The country may see the highest voter turnout since Independence in the ongoing Lok Sabah polls if the first four rounds, which clocked 67 per cent polling, is any indication says a report.
Last hustings had closed with the highest turnout at 67.6 per cent and if the remaining three phases of the seven-legged election season record more turnouts then this election will create history since the Independence, says SBI Research.
Normally, psephologists and political pundits consider a higher voter turnout as an indication of anti-incumbency.
Of the 543 Lok Sabha seats, voting has been completed in 373 seats (69 per cent of the total seats) in the first four of the seven phases, which will end on May 19 after beginning on April 11.
A phase-wise turnout rate indicates that polling in 2019 is more or equal to the 2014 rate, except for the third phase.
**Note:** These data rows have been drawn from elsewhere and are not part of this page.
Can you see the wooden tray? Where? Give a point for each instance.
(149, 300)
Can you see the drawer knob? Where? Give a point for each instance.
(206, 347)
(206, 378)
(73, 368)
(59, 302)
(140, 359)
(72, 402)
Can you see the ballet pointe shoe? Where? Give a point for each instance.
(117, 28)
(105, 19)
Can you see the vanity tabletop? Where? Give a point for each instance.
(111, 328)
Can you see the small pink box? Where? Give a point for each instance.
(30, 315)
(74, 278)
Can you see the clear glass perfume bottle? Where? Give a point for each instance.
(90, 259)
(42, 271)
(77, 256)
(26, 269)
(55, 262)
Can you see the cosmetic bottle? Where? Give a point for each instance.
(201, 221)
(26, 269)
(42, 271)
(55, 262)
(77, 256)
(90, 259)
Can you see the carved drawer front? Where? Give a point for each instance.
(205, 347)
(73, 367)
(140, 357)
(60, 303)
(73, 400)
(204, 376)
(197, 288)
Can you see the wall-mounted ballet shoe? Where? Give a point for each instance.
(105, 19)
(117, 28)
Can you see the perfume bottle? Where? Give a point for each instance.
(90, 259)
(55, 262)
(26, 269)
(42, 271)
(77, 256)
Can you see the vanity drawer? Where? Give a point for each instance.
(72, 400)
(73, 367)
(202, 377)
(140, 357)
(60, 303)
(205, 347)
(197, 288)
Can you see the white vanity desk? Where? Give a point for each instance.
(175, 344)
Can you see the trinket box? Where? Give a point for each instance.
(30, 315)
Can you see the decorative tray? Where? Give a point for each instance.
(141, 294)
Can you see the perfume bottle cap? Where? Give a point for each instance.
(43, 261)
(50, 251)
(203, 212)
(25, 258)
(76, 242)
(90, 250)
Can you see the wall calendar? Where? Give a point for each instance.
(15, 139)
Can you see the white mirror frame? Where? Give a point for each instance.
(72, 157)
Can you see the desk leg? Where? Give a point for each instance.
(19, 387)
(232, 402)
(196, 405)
Overall turnout after the four rounds this time is 67 per cent compared to 67.6 per cent in 2014.
"If the same trend continues, this year's turnout rate may cross the previous record, and will be the highest since Independence," the report said Thursday.
It said though the delayed elections in 1985, the voter turnout was 72 per cent, it was only in Assam and Punjab, and the average turnout of 1984 and in 1985, when only these two states went to polls, is coming 67.9 per cent.
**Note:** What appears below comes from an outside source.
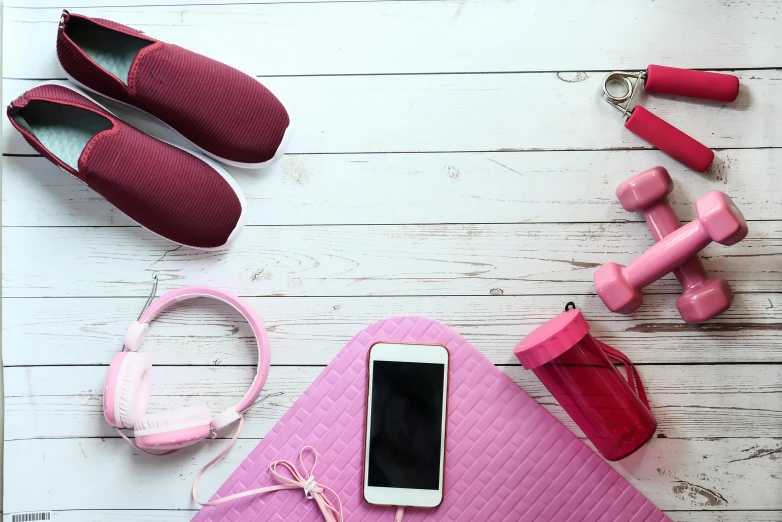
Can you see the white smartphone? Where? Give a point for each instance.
(407, 398)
So far in the ongoing elections, the voter turnout in Andhra, Assam, Gujarat, Karnataka registered highest ever since 1962 or in last 57 years since Independence.
Chhattisgarh has seen 15 years and Maharashtra 30 years high in voter turnout.
Mumbai registered a voter turnout of 55.1 per cent, which is the highest for the city since 1989, the report said.
In Assam, Bihar, UP, Andhra, Kerala, Chhattisgarh, MP (partial) and Rajasthan (partial) the polling percentage of younger voters in the 18-25 age bracket) on an average is more than national average, there is a 3.3 per cent increase in voter turnout (additional 4.5 million), it said.
States like Maharashtra where the elderly population is higher than the national average has witnessed an increase in voter turnout, though marginally.
In Karnataka and Kerala that are relatively older states (8.6 per cent elderly population, that is much higher than the national average) there is also an increased 1.8 per cent more voting (or 1.1 million), it said.
Women voters who were previously missing from the electoral process due to various socio-economic reasons, their numbers have come down in 2019 and are also now actively casting their votes. It said in the Westerns states, where poverty is less, are seeing better polling this year than in the past election. Southern states also have lower levels of deprivation, and with the exception of Tamil Nadu, they have improved their voter turnout, the report said.